Good morning EUROAVIAns,
in today’s Fact Friday we talk about space medicine. 

Space medicine is a term first used in the 1950’s when commercial aviation grew rapidly and big steps were made towards the first space missions.  This makes it hard to imagine that, after all that time, the main medical equipment aboard the ISS was basically an extensive first aid kit with a few extras like a defibrillator and a portable ultrasound. This seems awfully little to work with!

Luckily, there have been no real emergencies at the ISS thus far, but given the rising age of the crew members and the increase in space missions, it is just a matter of time before a critical situation might occur.
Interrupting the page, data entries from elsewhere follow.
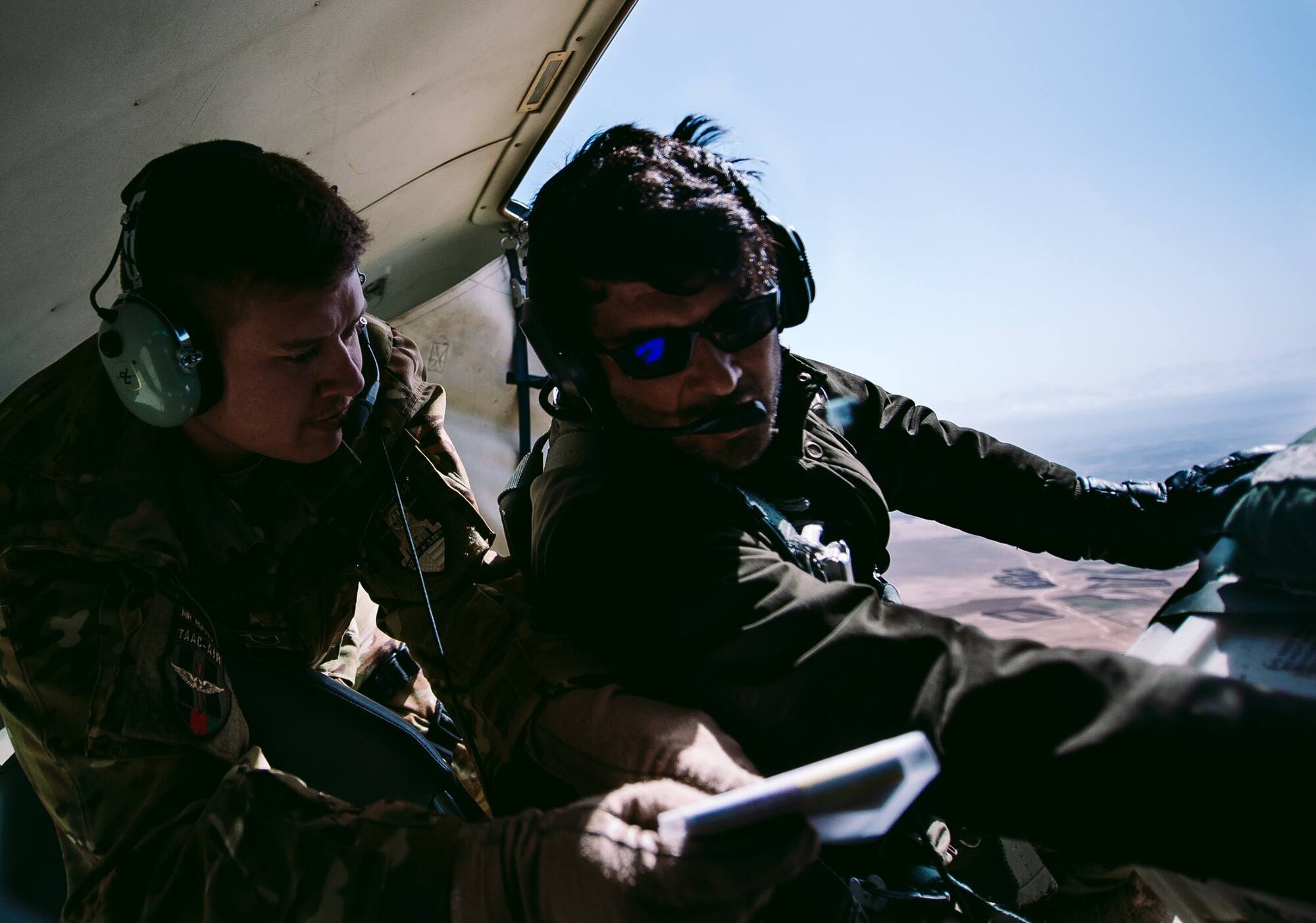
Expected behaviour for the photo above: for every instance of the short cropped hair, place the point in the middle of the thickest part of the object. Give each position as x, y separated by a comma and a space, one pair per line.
223, 218
638, 205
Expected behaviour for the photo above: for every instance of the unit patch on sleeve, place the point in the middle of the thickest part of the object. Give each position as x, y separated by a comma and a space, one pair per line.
194, 670
427, 533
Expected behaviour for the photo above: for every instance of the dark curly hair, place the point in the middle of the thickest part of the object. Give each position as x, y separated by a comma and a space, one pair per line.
220, 217
636, 205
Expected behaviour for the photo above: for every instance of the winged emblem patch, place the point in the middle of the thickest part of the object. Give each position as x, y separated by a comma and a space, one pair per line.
195, 672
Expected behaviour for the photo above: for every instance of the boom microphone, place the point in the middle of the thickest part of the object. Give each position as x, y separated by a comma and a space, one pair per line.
740, 417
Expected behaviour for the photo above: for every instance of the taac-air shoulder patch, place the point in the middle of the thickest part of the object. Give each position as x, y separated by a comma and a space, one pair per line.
426, 530
194, 670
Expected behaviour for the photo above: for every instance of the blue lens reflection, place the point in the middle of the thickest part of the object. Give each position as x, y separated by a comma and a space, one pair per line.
651, 350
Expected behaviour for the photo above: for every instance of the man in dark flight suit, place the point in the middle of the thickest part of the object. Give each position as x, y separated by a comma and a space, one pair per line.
730, 558
135, 557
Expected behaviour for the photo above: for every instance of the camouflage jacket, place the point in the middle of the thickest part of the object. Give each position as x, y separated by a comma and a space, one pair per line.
123, 559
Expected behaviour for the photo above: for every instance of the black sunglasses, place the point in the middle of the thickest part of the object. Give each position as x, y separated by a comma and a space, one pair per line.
734, 326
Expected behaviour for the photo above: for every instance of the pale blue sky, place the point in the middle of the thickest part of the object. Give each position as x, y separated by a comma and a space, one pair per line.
1014, 208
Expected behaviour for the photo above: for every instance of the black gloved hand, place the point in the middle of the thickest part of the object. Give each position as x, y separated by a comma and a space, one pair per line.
1157, 524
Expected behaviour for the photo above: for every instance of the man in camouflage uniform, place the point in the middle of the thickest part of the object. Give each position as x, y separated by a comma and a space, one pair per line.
739, 570
134, 557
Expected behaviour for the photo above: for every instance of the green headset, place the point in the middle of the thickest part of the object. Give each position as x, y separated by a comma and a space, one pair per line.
157, 350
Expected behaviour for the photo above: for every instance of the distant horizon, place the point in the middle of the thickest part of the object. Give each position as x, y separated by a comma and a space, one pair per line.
1046, 221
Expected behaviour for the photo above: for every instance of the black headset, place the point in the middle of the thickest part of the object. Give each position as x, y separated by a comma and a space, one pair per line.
577, 371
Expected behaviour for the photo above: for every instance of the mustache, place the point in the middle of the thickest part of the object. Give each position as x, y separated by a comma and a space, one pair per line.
723, 405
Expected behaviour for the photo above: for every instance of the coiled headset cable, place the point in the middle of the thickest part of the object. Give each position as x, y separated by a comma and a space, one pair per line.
457, 733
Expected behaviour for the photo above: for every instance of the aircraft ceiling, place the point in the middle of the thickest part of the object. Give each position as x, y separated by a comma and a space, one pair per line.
411, 107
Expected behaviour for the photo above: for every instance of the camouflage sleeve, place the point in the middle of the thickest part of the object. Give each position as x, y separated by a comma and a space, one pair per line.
501, 667
163, 817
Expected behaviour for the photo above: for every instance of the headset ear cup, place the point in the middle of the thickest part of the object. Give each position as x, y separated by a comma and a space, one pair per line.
152, 366
794, 275
578, 378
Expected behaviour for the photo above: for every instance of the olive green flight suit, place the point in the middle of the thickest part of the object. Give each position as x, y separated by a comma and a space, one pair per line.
682, 582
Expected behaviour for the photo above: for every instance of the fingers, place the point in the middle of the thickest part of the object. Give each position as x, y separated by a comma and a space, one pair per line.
735, 871
642, 804
601, 738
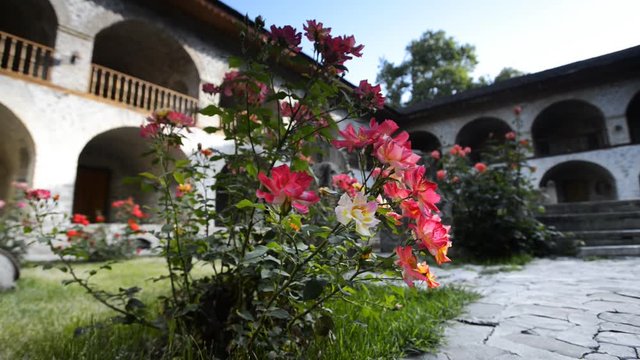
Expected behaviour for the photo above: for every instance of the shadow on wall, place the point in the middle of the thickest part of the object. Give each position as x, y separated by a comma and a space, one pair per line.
104, 164
569, 126
478, 133
577, 181
17, 151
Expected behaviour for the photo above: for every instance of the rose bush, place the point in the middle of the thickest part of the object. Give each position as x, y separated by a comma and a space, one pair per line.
493, 205
278, 246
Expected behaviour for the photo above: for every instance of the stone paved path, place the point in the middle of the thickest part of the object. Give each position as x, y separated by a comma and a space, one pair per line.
552, 309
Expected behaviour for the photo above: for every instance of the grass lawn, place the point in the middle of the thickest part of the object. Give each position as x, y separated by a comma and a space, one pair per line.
38, 320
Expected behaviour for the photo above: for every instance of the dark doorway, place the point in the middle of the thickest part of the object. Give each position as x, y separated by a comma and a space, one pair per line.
91, 194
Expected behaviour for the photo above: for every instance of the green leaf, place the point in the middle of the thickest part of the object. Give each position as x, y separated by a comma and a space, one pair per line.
183, 163
253, 256
313, 289
279, 314
148, 175
251, 169
210, 110
299, 165
245, 203
133, 304
244, 314
235, 61
179, 177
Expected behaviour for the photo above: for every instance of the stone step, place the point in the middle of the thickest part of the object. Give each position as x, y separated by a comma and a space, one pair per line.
606, 237
593, 207
624, 220
614, 250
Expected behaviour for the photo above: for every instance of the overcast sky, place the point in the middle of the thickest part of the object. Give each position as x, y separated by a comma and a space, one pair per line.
528, 35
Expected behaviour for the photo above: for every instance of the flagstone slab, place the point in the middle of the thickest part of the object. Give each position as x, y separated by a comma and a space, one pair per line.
623, 352
551, 309
600, 356
618, 338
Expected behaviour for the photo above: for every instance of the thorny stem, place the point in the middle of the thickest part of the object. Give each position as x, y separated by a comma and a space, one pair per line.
170, 204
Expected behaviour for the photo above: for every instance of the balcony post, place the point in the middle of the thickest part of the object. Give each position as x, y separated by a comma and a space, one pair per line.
76, 75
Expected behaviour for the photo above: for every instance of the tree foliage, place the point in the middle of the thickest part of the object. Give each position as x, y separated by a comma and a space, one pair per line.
437, 65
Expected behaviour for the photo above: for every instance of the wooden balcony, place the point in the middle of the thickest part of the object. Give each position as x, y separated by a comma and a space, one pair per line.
25, 57
126, 89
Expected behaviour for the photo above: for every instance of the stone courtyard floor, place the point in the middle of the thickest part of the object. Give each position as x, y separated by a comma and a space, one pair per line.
551, 309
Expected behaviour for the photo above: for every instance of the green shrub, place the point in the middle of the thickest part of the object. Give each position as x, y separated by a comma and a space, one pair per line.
493, 204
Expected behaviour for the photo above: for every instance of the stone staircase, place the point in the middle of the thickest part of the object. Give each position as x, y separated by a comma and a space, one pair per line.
607, 228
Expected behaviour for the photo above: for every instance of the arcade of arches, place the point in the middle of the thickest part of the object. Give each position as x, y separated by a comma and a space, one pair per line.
104, 164
633, 119
17, 152
25, 26
142, 50
479, 133
33, 20
569, 126
576, 181
424, 141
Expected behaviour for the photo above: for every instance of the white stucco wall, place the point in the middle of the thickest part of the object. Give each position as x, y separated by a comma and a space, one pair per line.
612, 99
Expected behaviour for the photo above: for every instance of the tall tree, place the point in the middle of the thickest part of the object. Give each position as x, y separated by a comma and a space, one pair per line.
436, 66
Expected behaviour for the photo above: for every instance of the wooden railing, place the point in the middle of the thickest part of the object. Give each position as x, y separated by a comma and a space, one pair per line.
126, 89
25, 57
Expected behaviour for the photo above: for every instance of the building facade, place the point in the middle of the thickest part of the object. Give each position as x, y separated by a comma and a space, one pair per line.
78, 77
583, 120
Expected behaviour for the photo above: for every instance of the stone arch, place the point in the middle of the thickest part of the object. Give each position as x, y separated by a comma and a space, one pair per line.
103, 165
34, 20
143, 50
633, 119
569, 126
17, 152
576, 181
424, 141
479, 133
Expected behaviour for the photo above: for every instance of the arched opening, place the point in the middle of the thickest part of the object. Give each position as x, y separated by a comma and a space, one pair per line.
480, 133
569, 126
28, 31
222, 195
576, 181
424, 142
144, 66
34, 20
17, 152
104, 165
633, 119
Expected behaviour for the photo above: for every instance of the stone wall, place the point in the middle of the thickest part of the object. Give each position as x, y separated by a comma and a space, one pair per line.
612, 99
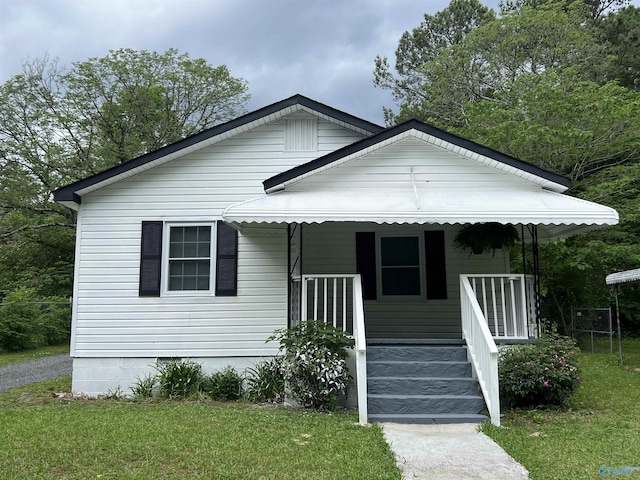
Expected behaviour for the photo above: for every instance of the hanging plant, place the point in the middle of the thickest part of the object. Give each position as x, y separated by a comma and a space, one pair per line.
486, 237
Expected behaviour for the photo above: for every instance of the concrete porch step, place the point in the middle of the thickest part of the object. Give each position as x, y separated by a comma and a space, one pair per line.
422, 386
428, 418
398, 368
421, 404
415, 353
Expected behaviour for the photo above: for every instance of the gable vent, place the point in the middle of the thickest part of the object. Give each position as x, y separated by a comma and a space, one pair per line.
301, 134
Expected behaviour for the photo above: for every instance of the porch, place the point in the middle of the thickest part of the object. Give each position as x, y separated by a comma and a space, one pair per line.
493, 308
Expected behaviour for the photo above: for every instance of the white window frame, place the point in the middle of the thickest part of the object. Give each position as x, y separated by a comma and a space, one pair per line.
421, 260
166, 234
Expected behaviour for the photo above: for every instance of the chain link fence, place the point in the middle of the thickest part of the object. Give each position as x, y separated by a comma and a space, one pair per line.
593, 329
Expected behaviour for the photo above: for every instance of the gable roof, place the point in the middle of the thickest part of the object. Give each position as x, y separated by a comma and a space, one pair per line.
70, 195
431, 134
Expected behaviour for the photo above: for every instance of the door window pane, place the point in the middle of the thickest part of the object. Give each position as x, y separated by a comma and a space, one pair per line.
400, 265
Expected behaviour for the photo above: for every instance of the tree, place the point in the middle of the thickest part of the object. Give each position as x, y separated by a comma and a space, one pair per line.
539, 83
58, 126
620, 31
594, 8
417, 49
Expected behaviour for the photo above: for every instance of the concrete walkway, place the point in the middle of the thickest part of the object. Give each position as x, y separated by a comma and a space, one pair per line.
454, 452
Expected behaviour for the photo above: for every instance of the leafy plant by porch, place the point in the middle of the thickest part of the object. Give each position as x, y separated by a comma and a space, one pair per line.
598, 427
541, 374
486, 237
314, 363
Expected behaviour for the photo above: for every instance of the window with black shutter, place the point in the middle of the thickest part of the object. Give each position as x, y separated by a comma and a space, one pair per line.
181, 258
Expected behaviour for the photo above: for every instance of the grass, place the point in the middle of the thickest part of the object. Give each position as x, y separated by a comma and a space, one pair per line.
63, 438
600, 427
11, 358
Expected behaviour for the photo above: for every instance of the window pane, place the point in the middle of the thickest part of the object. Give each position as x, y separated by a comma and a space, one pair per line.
204, 234
401, 281
203, 249
175, 269
176, 235
175, 283
203, 283
190, 249
175, 250
189, 268
189, 283
190, 234
189, 275
397, 251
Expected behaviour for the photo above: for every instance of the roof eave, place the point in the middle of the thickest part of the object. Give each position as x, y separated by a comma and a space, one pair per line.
65, 194
549, 180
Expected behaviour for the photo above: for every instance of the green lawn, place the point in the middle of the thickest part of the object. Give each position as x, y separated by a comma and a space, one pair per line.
601, 427
51, 438
10, 358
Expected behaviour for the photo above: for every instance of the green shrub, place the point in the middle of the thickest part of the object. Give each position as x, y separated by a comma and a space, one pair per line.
225, 384
144, 387
179, 379
265, 382
541, 374
19, 321
314, 363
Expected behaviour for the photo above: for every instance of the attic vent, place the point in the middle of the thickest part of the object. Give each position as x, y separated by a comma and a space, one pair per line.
301, 134
167, 360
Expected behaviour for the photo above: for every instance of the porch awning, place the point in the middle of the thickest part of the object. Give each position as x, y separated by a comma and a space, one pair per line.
556, 214
623, 277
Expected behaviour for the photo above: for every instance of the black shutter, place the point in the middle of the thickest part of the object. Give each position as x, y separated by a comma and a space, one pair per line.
150, 259
435, 265
366, 263
226, 260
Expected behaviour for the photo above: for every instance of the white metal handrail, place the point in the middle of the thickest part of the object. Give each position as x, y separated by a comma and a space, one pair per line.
482, 348
506, 302
331, 297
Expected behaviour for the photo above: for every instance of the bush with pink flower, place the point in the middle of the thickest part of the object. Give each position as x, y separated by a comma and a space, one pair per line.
541, 374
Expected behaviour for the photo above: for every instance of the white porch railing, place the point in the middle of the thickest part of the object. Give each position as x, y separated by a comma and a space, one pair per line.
337, 300
506, 302
482, 348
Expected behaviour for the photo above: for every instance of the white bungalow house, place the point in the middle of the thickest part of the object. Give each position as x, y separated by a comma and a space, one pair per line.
200, 250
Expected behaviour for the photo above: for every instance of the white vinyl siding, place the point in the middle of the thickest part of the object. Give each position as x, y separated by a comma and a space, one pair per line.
112, 320
393, 165
301, 134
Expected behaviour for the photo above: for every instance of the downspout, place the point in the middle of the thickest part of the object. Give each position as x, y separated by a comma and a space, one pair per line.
289, 280
536, 275
618, 322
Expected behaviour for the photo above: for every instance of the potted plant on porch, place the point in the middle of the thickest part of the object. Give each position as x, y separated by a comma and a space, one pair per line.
486, 237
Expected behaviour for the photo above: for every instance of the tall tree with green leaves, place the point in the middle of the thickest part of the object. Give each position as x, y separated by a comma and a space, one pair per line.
57, 126
536, 83
620, 31
416, 59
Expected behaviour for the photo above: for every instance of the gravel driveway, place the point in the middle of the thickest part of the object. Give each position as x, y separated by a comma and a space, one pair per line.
34, 371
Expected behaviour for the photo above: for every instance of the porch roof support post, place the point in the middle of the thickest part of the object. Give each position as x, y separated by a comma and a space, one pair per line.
536, 274
618, 322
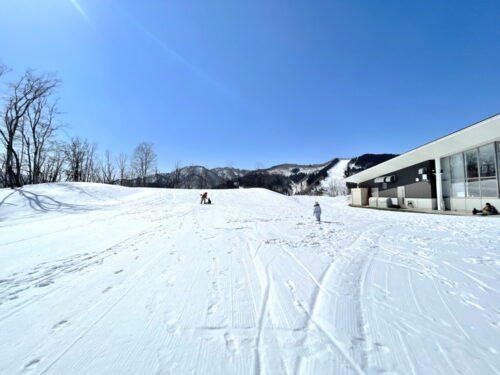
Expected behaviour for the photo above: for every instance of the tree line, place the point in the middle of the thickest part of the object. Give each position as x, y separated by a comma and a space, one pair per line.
32, 148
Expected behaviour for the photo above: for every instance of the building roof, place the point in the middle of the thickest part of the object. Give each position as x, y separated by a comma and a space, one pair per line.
477, 134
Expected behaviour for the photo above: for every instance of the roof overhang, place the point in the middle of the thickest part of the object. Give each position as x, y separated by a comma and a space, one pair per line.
472, 136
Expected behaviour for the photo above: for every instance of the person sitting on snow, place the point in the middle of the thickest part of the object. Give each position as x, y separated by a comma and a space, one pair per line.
317, 212
487, 210
203, 197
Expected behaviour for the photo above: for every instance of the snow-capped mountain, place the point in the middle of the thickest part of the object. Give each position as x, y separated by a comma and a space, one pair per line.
291, 179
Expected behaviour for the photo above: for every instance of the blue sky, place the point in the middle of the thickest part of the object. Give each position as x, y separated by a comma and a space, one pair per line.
241, 82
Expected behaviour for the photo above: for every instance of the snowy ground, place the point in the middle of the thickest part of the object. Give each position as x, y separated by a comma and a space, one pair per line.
107, 280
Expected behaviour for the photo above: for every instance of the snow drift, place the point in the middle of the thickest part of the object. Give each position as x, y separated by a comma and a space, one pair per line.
101, 279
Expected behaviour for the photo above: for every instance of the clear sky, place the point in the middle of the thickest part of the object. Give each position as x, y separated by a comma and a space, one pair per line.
270, 81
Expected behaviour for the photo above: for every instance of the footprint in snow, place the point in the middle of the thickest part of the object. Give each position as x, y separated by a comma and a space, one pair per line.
107, 289
31, 364
44, 284
61, 323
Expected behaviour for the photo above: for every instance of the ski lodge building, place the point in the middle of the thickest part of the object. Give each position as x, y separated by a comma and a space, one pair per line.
460, 171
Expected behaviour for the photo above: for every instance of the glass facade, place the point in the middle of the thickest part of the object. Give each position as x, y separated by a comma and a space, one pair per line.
473, 173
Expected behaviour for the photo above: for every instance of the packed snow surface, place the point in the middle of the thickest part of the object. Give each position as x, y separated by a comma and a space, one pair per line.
99, 279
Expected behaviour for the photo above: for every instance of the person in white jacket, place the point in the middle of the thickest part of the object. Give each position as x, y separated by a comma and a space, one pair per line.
317, 211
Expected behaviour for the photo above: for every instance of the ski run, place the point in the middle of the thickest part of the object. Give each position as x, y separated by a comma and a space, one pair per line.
100, 279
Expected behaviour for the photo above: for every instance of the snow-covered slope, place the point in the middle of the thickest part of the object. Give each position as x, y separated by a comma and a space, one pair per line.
334, 184
107, 280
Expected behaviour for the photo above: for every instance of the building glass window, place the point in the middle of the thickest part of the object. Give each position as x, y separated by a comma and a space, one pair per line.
457, 167
446, 177
445, 167
471, 164
489, 187
487, 161
473, 188
446, 188
498, 156
458, 188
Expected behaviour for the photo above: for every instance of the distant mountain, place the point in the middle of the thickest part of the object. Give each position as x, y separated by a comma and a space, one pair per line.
290, 179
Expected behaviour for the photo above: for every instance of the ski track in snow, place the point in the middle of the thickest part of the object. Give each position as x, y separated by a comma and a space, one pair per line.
99, 279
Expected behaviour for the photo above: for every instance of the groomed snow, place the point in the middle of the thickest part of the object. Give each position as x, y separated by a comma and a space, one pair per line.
99, 279
334, 184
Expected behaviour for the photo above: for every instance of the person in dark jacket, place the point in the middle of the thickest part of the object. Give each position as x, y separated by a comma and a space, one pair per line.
317, 212
204, 197
487, 210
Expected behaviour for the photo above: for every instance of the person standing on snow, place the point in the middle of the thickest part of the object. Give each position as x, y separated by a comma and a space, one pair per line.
317, 212
203, 197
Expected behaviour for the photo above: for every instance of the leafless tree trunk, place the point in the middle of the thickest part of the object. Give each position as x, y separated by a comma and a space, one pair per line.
80, 156
122, 166
23, 95
176, 176
39, 128
108, 169
143, 161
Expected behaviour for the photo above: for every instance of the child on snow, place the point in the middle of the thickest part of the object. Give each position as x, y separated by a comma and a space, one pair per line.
203, 198
317, 212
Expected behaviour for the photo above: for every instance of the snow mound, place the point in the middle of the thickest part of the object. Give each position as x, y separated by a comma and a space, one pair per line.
99, 279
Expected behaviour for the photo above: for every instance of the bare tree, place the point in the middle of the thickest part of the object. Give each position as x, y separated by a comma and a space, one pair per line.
143, 161
121, 162
37, 130
53, 167
108, 169
175, 179
81, 161
23, 94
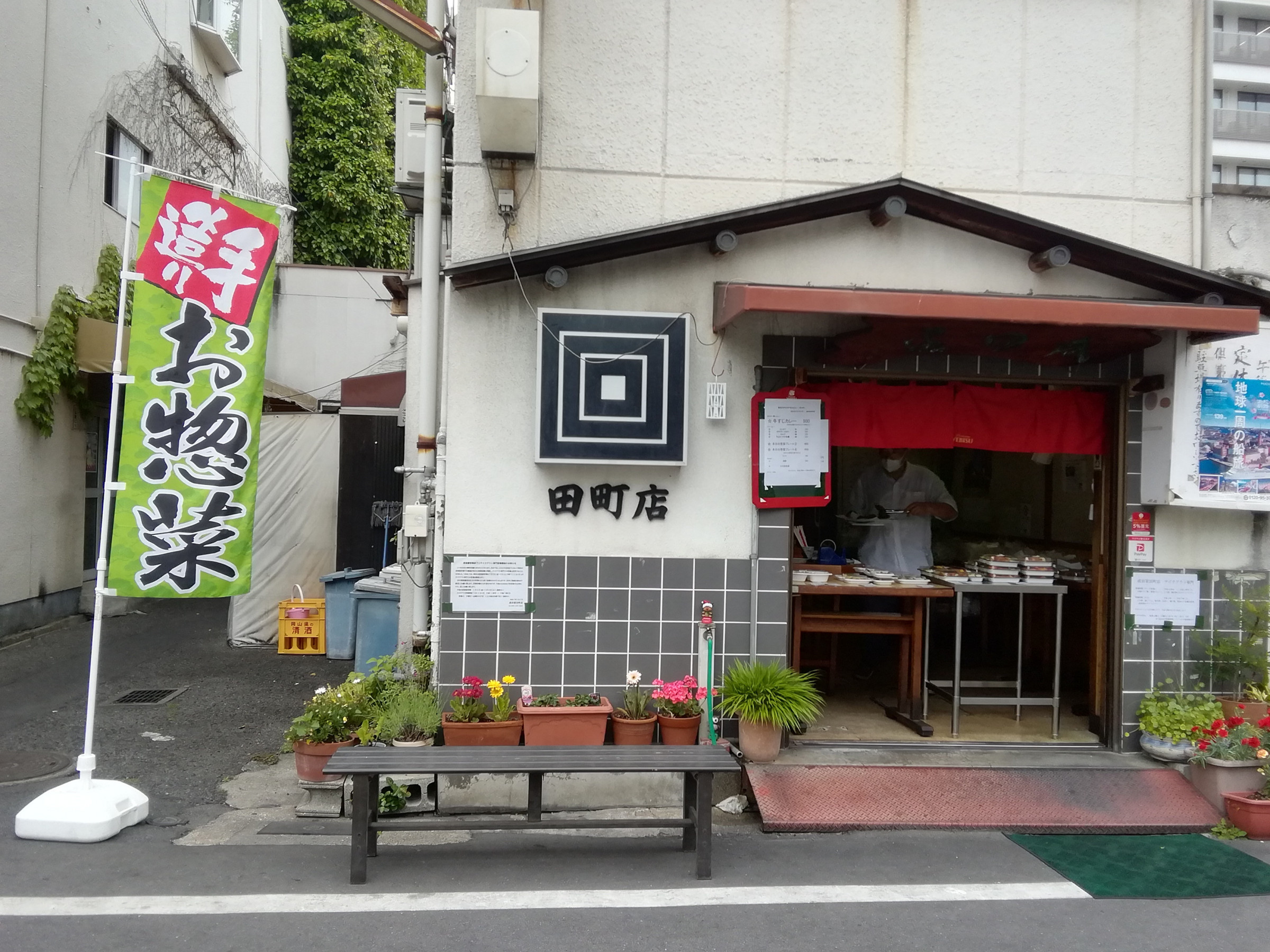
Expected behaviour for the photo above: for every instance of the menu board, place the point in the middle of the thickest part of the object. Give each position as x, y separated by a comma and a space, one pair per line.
1160, 598
489, 584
Does this mean that the risk of a medical emergency happening outweighs the cost of supplying the appropriate equipment? Of course not! Every space agency takes the health of their astronauts very seriously, monitoring their physical condition before and after the mission by a team of physicians and physiologists.

So what is the problem? Well, as you might expect, one of the major issues is the microgravity. The weightlessness in the ISS causes fluids to fly freely around and contaminate the environment. Extra risk presents itself in the case of human fluids which could cause potential health risks for all the personnel aboard. Other crucial aspects of the problem are the remoteness, limited energy supplies and the space available. 

Obviously, a lot of research is being done to improve the limited health care in space. They are exploring the possibilities of remote controlled surgery or pre-programmed medical procedures by robots. Recently a leap has been made towards a solution to the risk posed by microgravity. A group of surgeons proposed a method to stem uncontrolled bleeding by means of transparent domes filled with liquid to apply a counter pressure to the blood flow. These are all very interesting ideas but still far away from being applied to space missions. Which means that the first aid kit will remain a crucial part of the ISS’ medical equipment.